A New Modified Evans Blue Dye Test as Screening Test for Aspiration in Tracheostomized Patients.

Fiorelli A, Ferraro F, Nagar F, Fusco P, Mazzone S, Costa G, Di Natale D, Serra N, Santini M.

J Cardiothorac Vasc Anesth. 2017 Apr;31(2):441-445. doi: 10.1053/j.jvca.2016.07.031.


The authors assessed the diagnostic accuracy of a new modified Evans blue dye test (MEBDT) as a screening test for aspiration in tracheostomized patients.


Monocentric retrospective study performed between October 2013 and December 2015.


Anesthesia and Intensive Care Unit, Second University of Naples.


Among 62 eligible patients, 5 were excluded. The authors’ study population included 57 patients.

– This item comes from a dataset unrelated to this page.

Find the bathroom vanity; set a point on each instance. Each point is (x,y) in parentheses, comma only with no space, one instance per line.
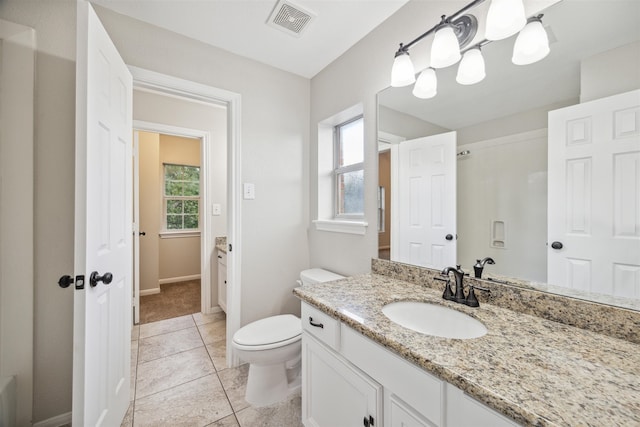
(360,368)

Patients underwent both fiberoptic endoscopic examination of the swallow (FEES) and MEBDT to evaluate swallow. The MEBDT results were compared with those of FEES and the diagnostic accuracy of MEBDT was calculated using the FEES as the gold standard.


The authors found that both FEES and MEBDT were positive for aspiration in 40 patients (true-positive MEBDT); FEES and MEBDT were negative in 10 (true-negative MEBDT). On the other hand, FEES was positive with an MEBDT negative in 7 patients (false-negative MEBDT), and there were no FEES negative and MEBDT positive (false-positive MEBDT). MEBDT had a sensitivity, specificity, positive, and negative predicted value of 85%, 100%, 100%, and 58.82%, respectively.


MEBDT could be a supplementary diagnostic test for aspiration. Patients with positive MEBDT should not undergo oral feeding, while patients with negative MEBDT should undergo FEES before starting oral feeding.